Monday, August 27, 2007

Mystery Vine

Looking beyond the computer and out the window at the Audubon Center at the Francis Beidler Forest, we saw a White-eyed Vireo (Vireo griseus) eating a purple fruit hanging from a vine. As we could not identify the plant from the office, even with binoculars, we went outside for a closer inspection. On the way back, we collected the empty Hooded Warbler (Wilsonia citrina) nest (see blog) for use in our education program.

After removing a section of the vine and returning to the office, nobody on the crack staff could identify it from memory. We check Richard Porcher’s A Guide to the Wildflowers of South Carolina, but did not see anything like our vine. Next, we went to the Internet in search of a dichotomous key. A dichotomous key poses a question regarding the subject (plant, rock, bird, fish, etc.) that you are trying to identify. For example, "Are the leaves simple?" If yes, you might be sent to question #2. If no, you might be sent to question #20. There you will find another question with only two possible answers. Each answer will lead to another question until only one possible answer remains. That would be the identification of your subject.
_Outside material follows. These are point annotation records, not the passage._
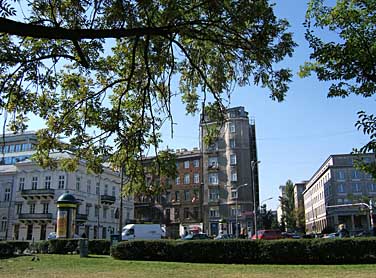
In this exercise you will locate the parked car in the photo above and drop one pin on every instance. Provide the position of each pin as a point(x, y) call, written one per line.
point(268, 234)
point(196, 236)
point(331, 235)
point(224, 236)
point(290, 235)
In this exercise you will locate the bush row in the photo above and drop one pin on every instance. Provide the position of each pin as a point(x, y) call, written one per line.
point(318, 251)
point(54, 246)
point(9, 248)
point(65, 246)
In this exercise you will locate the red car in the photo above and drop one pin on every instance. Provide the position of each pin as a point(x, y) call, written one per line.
point(268, 234)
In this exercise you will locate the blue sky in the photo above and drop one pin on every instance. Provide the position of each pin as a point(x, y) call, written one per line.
point(296, 136)
point(293, 137)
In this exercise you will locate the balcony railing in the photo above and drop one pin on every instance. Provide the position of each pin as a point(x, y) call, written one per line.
point(35, 216)
point(38, 193)
point(81, 217)
point(107, 199)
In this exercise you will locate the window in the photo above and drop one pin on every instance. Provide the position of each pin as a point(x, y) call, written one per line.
point(177, 196)
point(176, 213)
point(186, 195)
point(87, 209)
point(34, 183)
point(47, 182)
point(213, 178)
point(213, 162)
point(17, 148)
point(97, 189)
point(186, 213)
point(3, 226)
point(234, 193)
point(32, 208)
point(186, 178)
point(213, 194)
point(61, 183)
point(88, 186)
point(195, 212)
point(45, 207)
point(78, 183)
point(356, 187)
point(214, 212)
point(234, 211)
point(7, 195)
point(355, 175)
point(232, 127)
point(232, 143)
point(196, 178)
point(341, 175)
point(213, 147)
point(21, 184)
point(234, 175)
point(233, 159)
point(340, 188)
point(19, 208)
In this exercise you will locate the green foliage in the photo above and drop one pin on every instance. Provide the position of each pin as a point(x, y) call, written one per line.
point(62, 246)
point(9, 248)
point(348, 59)
point(99, 246)
point(54, 65)
point(302, 251)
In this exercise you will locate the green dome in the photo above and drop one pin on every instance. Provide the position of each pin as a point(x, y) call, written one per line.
point(67, 198)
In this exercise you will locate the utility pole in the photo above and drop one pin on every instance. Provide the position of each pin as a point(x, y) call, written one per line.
point(121, 200)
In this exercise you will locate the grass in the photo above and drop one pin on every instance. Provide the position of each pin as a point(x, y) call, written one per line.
point(105, 266)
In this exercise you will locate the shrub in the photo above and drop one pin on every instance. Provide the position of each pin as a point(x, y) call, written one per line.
point(9, 248)
point(62, 246)
point(303, 251)
point(99, 247)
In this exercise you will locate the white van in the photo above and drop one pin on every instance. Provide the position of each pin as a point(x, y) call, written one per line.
point(142, 231)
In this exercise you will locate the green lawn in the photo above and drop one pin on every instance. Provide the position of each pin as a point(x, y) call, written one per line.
point(105, 266)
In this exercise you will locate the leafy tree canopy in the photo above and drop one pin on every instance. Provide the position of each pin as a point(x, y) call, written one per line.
point(100, 72)
point(348, 58)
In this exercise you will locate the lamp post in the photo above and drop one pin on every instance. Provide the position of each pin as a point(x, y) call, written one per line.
point(236, 208)
point(253, 164)
point(261, 203)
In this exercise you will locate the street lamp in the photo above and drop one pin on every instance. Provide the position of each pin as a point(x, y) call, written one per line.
point(253, 164)
point(261, 203)
point(236, 208)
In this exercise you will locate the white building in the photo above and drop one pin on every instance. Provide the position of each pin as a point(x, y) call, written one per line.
point(28, 195)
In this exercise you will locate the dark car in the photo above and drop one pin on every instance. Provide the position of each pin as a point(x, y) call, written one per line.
point(268, 234)
point(196, 236)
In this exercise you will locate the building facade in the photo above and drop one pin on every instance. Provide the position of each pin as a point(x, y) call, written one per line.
point(28, 195)
point(336, 194)
point(230, 175)
point(180, 206)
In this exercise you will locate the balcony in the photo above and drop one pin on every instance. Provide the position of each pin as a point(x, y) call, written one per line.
point(107, 199)
point(35, 217)
point(32, 194)
point(81, 217)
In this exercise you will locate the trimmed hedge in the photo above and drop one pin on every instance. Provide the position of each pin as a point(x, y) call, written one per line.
point(302, 251)
point(65, 246)
point(9, 248)
point(99, 247)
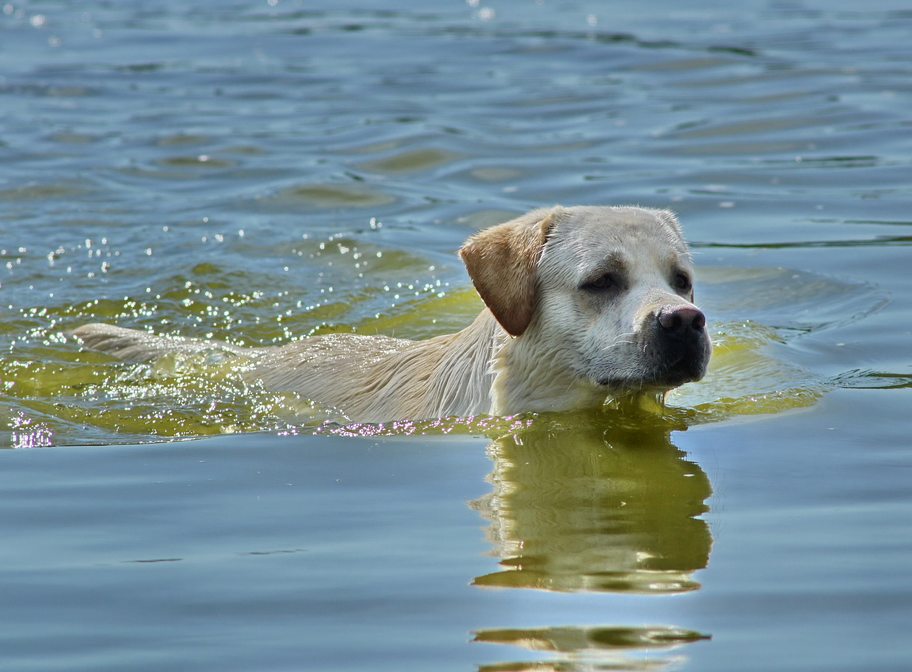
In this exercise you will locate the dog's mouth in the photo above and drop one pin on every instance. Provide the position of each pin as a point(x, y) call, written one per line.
point(678, 366)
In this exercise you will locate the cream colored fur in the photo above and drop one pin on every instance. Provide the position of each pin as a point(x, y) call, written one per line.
point(543, 343)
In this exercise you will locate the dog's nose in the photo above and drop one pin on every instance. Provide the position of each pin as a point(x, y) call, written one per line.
point(681, 321)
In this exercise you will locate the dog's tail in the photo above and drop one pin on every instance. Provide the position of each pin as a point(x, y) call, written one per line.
point(141, 346)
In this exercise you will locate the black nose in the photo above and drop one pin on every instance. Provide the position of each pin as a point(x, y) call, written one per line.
point(681, 321)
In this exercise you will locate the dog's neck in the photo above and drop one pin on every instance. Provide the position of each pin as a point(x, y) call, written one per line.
point(529, 377)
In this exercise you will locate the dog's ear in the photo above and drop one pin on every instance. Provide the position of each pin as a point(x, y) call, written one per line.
point(502, 262)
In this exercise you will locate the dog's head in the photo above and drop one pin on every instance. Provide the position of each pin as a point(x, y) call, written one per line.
point(609, 290)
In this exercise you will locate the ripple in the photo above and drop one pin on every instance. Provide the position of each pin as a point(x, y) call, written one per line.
point(411, 161)
point(325, 196)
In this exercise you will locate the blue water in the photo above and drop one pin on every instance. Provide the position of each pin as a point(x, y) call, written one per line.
point(260, 171)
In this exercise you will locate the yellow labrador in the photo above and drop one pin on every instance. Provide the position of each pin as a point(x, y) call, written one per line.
point(583, 304)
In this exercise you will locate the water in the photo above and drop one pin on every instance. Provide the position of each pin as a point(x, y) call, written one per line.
point(258, 172)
In our case, we found our answer at the end of question #31 although we did not need to answer 31 questions. Our mystery vine is Yellow Passion-flower (Passiflora lutea), which is referenced in Porcher’s book but not pictured. According to Porcher "the common name comes from the resemblance of the floral parts to the story of Christ’s Passion; the styles resemble nails; the 5 stamens, the wounds Jesus received; the purplish corona [of the related Passiflora incarnata], the bloody crown; the 10 perianth parts, the 10 disciples (Peter and Judas being absent); the coiled tendrils, the whips for scourging; the pistil, the column where Christ was scourged; and the flower in the background of dull, green leaves represents Christ in the hands of His enemies. Interestingly, the flower’s life is generally three days."